C’est donc plus un effet de communication que véritablement une nouvelle approche selon vous ?
Le programme TOP existe depuis presque 50 ans. Clairement, il doit évoluer. Avoir de la publicité tout autour de la piste et à travers les athlètes donnerait l’image que les Jeux olympiques sont comme n’importe quel événement sportif. Et l’une des choses les plus précieuses qu’ont les Jeux, c’est qu’ils sont différents. Introduire la publicité autour de la piste compromettrait complètement ce que les diffuseurs paient. NBC paie cher pour pouvoir vendre des pages de pub pendant les Jeux. Pourquoi ne pas fournir aux 10.000 athlètes un clip d’une minute de leurs performances, 24 heures après ? On garde une part d’exclusivité pour le diffuseur, puis on le diffuse via les réseaux sociaux, où chaque athlète a une communauté qui s’engage et qui interagit. Le futur, c’est ça. Ce n’est pas d’avoir un nom inscrit sur le bord d’une piste.
Que pensez-vous des débats sur l’implication de sociétés comme Total ou Aramco dans le sponsoring des compétitions, alors que le sport parle de plus en plus de durabilité environnementale ?
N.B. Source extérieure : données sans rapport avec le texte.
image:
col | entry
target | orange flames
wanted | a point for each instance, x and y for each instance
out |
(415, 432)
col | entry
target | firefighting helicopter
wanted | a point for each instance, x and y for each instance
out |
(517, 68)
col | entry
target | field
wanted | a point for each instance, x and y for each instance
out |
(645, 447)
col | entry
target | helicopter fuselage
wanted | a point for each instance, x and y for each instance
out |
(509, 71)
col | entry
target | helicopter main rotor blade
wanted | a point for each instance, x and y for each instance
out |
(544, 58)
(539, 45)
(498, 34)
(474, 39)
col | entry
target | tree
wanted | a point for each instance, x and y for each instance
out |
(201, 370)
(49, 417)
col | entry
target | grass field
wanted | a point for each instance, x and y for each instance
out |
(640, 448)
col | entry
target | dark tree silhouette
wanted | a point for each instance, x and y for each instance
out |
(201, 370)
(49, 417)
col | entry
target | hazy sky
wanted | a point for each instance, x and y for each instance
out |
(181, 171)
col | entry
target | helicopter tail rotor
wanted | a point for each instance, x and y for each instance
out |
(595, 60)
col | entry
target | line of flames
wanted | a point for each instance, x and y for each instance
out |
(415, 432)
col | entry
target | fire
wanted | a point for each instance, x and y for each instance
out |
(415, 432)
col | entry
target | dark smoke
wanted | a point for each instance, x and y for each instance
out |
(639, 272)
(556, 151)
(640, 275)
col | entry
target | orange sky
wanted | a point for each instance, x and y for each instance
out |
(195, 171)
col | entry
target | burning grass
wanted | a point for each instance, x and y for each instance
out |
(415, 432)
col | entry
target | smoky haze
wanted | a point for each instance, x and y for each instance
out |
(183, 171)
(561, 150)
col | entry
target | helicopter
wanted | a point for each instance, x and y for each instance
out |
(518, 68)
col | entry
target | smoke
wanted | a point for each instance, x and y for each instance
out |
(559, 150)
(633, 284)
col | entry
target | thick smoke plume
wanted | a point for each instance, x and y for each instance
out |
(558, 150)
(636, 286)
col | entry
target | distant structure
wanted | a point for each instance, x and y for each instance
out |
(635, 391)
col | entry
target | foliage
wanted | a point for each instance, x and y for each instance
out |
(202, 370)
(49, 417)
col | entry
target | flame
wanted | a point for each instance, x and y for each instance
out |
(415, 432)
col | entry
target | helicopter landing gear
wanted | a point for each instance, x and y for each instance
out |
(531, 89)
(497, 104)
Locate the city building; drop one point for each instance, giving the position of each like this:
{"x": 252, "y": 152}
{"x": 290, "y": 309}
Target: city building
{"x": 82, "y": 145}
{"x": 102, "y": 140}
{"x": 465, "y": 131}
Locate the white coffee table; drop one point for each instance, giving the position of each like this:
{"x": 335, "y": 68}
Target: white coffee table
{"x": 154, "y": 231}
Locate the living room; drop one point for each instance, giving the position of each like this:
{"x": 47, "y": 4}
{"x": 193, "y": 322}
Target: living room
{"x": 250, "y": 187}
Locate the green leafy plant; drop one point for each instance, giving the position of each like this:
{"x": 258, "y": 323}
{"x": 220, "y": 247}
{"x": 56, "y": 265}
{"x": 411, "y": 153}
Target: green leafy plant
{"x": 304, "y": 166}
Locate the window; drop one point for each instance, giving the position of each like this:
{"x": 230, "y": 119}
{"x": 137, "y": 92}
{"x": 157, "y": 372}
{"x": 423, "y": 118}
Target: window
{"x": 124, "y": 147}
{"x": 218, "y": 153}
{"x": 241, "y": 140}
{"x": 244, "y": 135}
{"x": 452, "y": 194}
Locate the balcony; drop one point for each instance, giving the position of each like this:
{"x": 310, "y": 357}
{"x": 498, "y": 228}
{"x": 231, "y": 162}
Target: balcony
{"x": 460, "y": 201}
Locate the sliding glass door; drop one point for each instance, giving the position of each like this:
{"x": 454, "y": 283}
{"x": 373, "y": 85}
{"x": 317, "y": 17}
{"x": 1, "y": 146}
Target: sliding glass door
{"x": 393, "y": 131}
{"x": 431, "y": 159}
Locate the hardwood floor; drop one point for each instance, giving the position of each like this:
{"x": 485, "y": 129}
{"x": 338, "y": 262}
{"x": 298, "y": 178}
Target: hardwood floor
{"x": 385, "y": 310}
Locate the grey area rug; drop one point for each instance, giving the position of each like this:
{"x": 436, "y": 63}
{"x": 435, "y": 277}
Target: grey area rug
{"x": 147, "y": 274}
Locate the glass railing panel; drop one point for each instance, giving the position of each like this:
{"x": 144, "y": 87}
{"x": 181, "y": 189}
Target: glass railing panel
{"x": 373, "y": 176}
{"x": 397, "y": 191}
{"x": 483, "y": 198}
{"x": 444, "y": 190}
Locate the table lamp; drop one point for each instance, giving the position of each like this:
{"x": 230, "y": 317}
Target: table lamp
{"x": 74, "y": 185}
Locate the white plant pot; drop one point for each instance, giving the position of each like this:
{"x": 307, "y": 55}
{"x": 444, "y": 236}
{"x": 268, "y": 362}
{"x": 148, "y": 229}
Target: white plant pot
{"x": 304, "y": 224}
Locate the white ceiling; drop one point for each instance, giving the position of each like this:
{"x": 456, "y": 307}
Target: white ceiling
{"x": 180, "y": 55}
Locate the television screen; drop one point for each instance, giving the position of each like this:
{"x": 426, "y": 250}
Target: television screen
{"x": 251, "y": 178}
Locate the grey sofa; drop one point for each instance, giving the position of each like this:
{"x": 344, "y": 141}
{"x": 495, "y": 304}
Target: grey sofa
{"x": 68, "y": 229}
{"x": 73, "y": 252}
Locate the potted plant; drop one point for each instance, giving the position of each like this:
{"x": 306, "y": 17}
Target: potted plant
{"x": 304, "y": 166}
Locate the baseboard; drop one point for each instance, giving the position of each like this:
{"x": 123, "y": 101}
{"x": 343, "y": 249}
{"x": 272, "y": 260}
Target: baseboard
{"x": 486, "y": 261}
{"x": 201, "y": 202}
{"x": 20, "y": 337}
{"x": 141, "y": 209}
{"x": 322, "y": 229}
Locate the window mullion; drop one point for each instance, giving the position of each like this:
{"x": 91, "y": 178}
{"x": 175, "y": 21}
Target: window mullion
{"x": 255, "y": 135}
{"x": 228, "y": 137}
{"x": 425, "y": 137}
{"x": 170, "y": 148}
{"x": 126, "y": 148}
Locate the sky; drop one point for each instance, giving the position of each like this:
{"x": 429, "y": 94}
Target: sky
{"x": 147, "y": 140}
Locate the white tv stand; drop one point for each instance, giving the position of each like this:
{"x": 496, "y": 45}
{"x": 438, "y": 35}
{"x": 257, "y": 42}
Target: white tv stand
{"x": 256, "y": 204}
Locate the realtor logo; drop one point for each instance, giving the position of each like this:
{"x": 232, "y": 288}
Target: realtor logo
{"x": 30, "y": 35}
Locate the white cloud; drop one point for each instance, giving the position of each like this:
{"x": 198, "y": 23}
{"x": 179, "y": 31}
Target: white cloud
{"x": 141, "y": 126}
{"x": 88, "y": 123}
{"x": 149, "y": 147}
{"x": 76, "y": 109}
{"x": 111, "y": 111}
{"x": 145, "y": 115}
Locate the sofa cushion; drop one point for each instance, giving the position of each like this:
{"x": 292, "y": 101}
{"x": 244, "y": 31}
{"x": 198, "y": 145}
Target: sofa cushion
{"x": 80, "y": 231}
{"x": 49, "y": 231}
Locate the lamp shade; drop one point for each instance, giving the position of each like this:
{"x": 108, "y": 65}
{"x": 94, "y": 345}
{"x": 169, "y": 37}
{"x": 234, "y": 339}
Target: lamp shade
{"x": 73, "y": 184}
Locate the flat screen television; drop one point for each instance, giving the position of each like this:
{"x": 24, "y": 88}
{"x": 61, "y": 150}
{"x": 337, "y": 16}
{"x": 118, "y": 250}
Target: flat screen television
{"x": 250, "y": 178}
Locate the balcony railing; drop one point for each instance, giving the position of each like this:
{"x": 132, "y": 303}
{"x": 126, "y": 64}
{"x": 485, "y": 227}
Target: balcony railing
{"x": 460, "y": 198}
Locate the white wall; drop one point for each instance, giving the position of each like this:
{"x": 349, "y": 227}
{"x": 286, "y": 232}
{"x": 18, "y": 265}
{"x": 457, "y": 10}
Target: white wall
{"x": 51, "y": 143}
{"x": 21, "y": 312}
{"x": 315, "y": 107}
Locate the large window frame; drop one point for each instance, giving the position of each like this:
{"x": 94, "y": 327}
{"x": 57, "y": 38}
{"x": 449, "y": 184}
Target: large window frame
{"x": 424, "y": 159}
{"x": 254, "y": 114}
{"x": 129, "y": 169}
Soyons honnêtes : le sport doit adopter les meilleures pratiques dans la société actuelle, en matière de gouvernance, de normes environnementales, etc. Mais le sport ne va pas non plus résoudre tous les problèmes du monde. Il y a des limites à ce que l’on peut attendre de manière réaliste. Si les gouvernements veulent interdire certaines catégories de partenaires, bien, mais est-ce qu’ils vont payer pour combler ce manque ? En France, Anne Hidalgo a bloqué le sponsoring de Total. Cela lui a probablement donné du crédit sur les questions environnementales, mais ça a laissé un trou dans le budget du comité d’organisation. Il pourrait aussi y avoir un débat sur la présence de Coca-Cola ou McDonald’s dans le sport. Est-ce sain ? Dans le cas de Coca-Cola, les Jeux ont été un catalyseur pour introduire un éventail de boissons plus large, dont des boissons saines. Je me souviens qu’à Sydney, sous la pression de Greenpeace, Coca-Cola a aussi fait évoluer ses standards pour évoluer vers des systèmes de réfrigération sans hydrofluorocarbures.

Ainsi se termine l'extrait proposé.